As the Chinese Communist Party steps up its crackdown on corruption, a senior film industry figure and adviser to the Beijing government, Wang Xingdong, has called on filmmakers to start making movies about graft-busters.
"The purpose of making anti-graft films is to use culture to suppress corruption, to let the public know that culture can punish evil and promote good, can lash out at the ugly and promote justice," Wang told the Beijing Morning Post.
Wang, who worked on the script of propaganda epic Founding of a Great Republic and is vice chairman of the China Directors' Guild, has been vocal this week in making numerous calls for reform of the film business, as China's Communist elite is in Beijing for the annual rubber-stamp parliament, the National People's Congress.

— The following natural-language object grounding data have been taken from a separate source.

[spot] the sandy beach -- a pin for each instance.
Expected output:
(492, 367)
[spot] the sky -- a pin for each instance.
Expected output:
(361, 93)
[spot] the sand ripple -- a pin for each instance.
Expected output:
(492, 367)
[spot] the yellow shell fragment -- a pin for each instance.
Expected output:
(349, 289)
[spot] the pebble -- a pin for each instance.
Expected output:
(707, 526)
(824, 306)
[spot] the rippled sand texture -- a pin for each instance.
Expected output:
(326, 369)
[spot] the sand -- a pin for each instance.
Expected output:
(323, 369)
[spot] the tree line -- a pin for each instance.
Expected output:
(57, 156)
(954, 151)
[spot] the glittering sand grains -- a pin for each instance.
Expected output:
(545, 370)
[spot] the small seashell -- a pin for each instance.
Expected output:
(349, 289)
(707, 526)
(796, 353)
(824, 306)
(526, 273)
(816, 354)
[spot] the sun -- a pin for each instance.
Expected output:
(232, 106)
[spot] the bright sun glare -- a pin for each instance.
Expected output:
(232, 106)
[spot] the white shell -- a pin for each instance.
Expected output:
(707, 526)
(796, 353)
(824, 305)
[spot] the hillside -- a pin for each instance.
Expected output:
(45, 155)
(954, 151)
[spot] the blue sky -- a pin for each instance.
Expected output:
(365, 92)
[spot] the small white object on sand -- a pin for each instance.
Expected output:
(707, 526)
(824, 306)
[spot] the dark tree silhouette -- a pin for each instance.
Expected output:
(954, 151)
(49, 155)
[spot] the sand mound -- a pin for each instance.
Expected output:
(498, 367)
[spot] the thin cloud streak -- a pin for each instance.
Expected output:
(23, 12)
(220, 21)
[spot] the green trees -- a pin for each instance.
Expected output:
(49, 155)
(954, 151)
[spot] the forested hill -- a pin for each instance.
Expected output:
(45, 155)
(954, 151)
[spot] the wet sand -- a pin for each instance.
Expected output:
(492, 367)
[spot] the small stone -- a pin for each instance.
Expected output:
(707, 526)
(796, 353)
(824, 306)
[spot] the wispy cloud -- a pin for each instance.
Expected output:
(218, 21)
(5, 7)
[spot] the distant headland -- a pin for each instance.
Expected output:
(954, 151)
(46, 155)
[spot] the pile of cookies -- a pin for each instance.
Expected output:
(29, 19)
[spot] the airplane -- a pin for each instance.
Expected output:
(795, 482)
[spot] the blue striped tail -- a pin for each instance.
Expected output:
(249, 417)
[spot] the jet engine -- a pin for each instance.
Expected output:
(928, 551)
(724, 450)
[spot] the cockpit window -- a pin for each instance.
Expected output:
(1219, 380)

Corruption by government officials is one of the prime sources of dissatisfaction among the general populace in China and is seen as a threat to the stability of the ruling Communist Party.
President Xi Jinping in late 2012 pledged to root out graft in China, whether it involves massive wealth accumulated by the powerful "tigers" of the elite or back-handers palmed over to the "flies" at the bottom of the Communist Party, he has taken some significant scalps.
The biggest is Bo Xilai, the former party boss in Dalian and Chongqing who was purged last year, and is serving a life sentence for corruption and abuse of power, while his wife Gu Kailai sits in jail for murder.
Earlier this week, Wang called for the censorship of movies to be based on clear legal rules, rather than by individual government officials, saying a lack of clarity about how censorship works was a major problem for movie-makers.
Anti-corruption movies should sound the death-knell for those who are corrupt and encourage more discipline. "Therefore, we must create more excellent films," he said.
Last year, the Hong Kong International Film Festival marked the city's Independent Commission Against Corruption's 40th anniversary by showing the world premiere of ICAC Investigators 2014 -- Better Tomorrow, a TV movie produced by the anti-corruption organization about a recent university graduate's passion for investigative work.
The anti-corruption campaign is making waves in the entertainment industry as well. The top disciplinary watchdog of China's ruling Communist Party arrested 49 people in the entertainment industry for corruption last year.